Use bricks for jumps of 2 and 3; save ladder for the jump of 5.

heights

bricks

ladders

import heapq

def furthest_building(h, bricks, ladders):
    heap = []
    for i in range(len(h) - 1):
        d = h[i + 1] - h[i]
        if d > 0:
            heapq.heappush(heap, d)
            if len(heap) > ladders:
                bricks -= heapq.heappop(heap)
                if bricks < 0: return i
    return len(h) - 1

function furthestBuilding(h, bricks, ladders) {
  const heap = []; // min-heap of jump sizes
  const push = x => { heap.push(x); heap.sort((a, b) => a - b); };
  for (let i = 0; i < h.length - 1; i++) {
    const d = h[i + 1] - h[i];
    if (d > 0) {
      push(d);
      if (heap.length > ladders) {
        bricks -= heap.shift();
        if (bricks < 0) return i;
      }
    }
  }
  return h.length - 1;
}

class Solution {
    public int furthestBuilding(int[] h, int bricks, int ladders) {
        PriorityQueue<Integer> pq = new PriorityQueue<>();
        for (int i = 0; i < h.length - 1; i++) {
            int d = h[i + 1] - h[i];
            if (d > 0) {
                pq.offer(d);
                if (pq.size() > ladders) {
                    bricks -= pq.poll();
                    if (bricks < 0) return i;
                }
            }
        }
        return h.length - 1;
    }
}

int furthestBuilding(vector<int>& h, int bricks, int ladders) {
    priority_queue<int, vector<int>, greater<>> pq;
    for (int i = 0; i < (int)h.size() - 1; i++) {
        int d = h[i + 1] - h[i];
        if (d > 0) {
            pq.push(d);
            if ((int)pq.size() > ladders) {
                bricks -= pq.top(); pq.pop();
                if (bricks < 0) return i;
            }
        }
    }
    return h.size() - 1;
}

Explanation

The key realization is that ladders should be saved for the biggest jumps, because a ladder covers any climb for free while bricks are limited. So as we walk forward, we tentatively treat each climb as a ladder, then downgrade the smallest climbs to bricks. A min-heap makes finding that smallest climb easy.

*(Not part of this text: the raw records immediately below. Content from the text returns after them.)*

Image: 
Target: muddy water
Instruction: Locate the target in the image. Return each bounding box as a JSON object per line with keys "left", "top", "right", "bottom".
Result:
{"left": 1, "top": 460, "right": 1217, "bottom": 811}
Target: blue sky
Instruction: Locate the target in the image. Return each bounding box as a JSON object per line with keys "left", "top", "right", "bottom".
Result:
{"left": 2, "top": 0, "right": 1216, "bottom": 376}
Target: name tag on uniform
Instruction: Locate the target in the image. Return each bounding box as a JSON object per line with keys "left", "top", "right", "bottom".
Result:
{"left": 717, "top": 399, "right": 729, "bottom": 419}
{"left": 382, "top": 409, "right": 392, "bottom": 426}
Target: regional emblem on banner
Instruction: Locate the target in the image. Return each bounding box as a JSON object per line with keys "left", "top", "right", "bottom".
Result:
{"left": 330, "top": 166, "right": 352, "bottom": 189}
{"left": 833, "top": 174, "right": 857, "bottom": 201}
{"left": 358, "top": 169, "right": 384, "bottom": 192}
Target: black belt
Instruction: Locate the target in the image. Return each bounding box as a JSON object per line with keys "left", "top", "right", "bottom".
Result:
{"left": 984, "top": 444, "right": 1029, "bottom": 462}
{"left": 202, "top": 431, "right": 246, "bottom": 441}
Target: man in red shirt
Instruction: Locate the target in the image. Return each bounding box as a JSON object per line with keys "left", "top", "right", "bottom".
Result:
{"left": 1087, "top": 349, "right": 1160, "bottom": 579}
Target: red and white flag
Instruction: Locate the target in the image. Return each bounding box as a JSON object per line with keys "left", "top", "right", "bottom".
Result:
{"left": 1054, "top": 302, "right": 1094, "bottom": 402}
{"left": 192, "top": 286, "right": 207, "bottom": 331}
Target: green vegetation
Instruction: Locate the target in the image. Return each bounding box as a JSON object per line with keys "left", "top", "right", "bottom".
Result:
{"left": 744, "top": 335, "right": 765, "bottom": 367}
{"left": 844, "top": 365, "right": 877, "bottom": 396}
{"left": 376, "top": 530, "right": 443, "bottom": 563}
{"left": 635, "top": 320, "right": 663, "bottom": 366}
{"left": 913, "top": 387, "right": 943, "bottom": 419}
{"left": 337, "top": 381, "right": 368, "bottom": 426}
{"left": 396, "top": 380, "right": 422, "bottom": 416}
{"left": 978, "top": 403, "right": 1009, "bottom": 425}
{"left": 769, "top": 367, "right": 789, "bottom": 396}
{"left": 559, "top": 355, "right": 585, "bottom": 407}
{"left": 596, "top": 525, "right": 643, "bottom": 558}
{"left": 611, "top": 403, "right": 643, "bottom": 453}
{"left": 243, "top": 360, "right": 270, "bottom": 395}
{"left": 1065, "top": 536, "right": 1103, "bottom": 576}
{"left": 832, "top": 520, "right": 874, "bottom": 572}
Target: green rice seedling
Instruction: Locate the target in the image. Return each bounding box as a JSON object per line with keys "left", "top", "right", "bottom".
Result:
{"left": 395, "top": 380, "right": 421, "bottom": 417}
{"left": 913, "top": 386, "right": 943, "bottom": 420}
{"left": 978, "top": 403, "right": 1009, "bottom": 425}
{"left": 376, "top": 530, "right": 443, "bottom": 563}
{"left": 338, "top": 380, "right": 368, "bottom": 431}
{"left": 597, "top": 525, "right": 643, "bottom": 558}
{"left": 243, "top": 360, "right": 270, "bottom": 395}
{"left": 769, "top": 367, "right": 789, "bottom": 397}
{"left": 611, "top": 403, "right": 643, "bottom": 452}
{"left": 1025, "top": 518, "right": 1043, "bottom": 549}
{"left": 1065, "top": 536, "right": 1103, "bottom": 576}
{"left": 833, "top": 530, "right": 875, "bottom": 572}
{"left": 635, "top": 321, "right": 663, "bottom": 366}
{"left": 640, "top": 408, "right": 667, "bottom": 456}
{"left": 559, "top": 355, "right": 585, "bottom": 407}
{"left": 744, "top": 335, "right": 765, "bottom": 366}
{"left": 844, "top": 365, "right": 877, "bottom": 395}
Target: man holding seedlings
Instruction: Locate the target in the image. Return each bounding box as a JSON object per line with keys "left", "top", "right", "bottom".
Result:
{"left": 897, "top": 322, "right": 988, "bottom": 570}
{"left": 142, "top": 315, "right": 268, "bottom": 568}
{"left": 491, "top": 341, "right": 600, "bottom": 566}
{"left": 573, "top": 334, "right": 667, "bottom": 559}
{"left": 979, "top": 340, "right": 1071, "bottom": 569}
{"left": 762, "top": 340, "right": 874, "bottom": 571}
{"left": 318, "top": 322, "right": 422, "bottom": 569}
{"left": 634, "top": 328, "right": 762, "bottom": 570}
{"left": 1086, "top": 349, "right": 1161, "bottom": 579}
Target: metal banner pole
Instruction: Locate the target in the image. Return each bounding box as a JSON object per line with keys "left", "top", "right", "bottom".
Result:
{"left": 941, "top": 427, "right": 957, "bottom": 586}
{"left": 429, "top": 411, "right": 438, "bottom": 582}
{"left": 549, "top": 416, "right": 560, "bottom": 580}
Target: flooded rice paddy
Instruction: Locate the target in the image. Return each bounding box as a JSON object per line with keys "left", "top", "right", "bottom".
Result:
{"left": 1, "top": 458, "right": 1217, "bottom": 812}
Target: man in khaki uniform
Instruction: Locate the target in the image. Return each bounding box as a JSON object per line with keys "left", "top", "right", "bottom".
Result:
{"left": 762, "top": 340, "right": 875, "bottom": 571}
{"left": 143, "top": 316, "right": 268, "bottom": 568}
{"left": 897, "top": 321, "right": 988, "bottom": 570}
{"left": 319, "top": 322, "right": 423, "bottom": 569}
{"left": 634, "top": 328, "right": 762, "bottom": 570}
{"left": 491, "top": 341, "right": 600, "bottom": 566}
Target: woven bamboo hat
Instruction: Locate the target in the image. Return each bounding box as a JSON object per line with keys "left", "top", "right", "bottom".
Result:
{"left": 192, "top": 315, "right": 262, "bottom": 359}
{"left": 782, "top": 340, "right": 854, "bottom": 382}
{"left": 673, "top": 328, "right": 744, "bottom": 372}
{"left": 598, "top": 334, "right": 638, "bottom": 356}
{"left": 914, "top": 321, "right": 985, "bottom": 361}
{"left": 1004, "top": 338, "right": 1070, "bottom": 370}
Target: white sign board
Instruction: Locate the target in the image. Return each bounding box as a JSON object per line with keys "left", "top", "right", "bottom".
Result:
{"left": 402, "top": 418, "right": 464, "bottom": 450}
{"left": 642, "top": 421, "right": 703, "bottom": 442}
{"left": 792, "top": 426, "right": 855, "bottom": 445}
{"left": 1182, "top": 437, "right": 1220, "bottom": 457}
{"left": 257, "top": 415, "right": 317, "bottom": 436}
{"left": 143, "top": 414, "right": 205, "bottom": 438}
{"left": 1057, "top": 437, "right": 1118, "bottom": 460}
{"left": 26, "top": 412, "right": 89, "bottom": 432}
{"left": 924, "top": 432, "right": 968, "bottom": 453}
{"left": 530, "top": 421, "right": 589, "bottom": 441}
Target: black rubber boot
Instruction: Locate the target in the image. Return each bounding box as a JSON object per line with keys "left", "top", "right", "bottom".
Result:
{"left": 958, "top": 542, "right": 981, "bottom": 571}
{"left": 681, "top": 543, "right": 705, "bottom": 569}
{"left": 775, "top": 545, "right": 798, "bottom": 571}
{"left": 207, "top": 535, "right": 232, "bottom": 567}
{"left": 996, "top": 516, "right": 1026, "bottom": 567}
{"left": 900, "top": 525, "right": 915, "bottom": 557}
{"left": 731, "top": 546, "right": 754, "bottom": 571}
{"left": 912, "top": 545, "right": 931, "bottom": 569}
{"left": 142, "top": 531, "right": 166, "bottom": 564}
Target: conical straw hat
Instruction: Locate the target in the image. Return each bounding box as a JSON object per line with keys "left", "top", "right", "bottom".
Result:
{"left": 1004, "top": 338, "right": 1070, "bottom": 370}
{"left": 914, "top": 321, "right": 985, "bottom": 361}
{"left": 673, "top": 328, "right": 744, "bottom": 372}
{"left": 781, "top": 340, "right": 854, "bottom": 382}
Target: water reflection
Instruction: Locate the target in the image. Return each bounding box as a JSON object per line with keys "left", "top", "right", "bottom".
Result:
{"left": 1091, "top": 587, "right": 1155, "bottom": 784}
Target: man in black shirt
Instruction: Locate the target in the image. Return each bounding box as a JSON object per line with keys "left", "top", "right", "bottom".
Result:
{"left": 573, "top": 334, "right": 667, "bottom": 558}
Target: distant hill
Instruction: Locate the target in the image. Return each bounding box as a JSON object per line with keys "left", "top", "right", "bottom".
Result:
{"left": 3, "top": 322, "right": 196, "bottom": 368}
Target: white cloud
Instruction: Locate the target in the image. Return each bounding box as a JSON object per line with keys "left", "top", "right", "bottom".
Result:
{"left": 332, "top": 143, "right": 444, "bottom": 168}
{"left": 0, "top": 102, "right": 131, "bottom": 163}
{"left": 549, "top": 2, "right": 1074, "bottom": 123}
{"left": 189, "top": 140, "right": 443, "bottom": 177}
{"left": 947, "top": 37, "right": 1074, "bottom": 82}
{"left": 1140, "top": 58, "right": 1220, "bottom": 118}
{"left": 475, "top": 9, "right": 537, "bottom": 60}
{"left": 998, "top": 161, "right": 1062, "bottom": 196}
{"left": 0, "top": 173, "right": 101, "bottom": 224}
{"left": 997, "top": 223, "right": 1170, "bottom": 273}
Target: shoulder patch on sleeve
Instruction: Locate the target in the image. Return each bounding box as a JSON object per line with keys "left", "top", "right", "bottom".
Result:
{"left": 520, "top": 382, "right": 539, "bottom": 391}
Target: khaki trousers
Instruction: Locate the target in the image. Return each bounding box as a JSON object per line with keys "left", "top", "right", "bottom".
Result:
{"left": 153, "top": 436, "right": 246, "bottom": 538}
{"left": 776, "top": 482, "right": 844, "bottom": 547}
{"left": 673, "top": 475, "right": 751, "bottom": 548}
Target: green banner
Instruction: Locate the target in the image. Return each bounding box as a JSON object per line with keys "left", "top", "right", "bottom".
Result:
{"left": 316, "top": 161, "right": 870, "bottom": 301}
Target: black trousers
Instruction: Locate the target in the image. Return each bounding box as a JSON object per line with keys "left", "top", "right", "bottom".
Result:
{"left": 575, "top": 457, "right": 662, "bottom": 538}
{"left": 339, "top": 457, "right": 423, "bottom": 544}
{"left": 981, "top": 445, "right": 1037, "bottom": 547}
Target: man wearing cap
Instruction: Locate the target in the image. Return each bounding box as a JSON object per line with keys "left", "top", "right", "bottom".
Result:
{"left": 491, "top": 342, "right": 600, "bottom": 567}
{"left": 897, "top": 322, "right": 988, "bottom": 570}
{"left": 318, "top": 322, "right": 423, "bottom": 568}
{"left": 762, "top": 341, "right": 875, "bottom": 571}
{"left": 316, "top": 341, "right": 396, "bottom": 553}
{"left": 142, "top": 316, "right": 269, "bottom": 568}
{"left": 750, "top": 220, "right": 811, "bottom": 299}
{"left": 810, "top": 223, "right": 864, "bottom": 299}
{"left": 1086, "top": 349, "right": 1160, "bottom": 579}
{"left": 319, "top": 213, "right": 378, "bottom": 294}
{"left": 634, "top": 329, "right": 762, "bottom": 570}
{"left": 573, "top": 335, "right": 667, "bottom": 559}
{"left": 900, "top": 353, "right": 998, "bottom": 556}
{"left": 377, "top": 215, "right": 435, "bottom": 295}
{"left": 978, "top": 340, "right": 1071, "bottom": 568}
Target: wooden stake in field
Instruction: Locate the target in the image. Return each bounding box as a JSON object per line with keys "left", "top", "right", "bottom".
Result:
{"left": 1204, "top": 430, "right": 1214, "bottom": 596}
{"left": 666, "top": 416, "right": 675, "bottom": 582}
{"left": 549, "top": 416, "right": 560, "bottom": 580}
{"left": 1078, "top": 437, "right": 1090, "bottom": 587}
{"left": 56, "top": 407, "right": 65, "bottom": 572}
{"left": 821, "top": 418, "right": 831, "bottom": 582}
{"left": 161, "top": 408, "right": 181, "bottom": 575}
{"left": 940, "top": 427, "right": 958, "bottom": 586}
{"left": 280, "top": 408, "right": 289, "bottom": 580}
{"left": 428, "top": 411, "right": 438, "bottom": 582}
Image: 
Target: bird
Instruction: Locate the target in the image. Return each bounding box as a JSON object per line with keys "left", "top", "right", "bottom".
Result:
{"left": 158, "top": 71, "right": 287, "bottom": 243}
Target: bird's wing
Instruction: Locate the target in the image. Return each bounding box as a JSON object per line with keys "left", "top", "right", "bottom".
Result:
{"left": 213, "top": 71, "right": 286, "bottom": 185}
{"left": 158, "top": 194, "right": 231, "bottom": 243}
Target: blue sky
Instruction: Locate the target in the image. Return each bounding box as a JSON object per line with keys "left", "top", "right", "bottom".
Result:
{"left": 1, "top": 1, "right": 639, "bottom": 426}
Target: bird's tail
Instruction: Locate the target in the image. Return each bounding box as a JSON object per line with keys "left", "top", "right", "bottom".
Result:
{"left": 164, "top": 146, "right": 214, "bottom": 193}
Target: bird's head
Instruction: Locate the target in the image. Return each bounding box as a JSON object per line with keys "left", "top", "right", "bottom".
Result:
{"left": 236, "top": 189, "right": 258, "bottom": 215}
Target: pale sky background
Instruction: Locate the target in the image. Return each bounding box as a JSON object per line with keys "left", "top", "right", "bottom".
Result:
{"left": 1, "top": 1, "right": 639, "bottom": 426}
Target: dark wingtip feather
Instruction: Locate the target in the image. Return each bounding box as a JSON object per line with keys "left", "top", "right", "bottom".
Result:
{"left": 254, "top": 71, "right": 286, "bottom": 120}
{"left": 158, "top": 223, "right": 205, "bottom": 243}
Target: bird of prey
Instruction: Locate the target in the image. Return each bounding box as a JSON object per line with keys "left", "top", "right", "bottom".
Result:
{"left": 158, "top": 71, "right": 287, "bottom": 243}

Stepping down or staying level costs nothing, so we only care about positive climbs d = h[i+1] - h[i]. Each positive d goes into the heap as a ladder candidate.

Whenever the heap holds more climbs than we have ladders, one of them can't get a ladder. We pop the smallest climb and pay for it with bricks: bricks -= heappop(heap). Popping the smallest means the remaining (bigger) climbs keep the ladders, which is optimal.

If bricks ever goes negative, we couldn't afford that climb, so the furthest reachable building is the current index i. If we get through the whole loop, we reached the last building, len(h) - 1.

Example: heights = [4,2,7,6,9,14,12], bricks = 5, ladders = 1. The climbs are 5, 3, and 5. The ladder is held for one of the 5s; bricks pay for the 3 and the other 5 (total 8) which exceeds 5, so we get stuck and the answer is index 4.

Time: O(n log L) Space: O(L)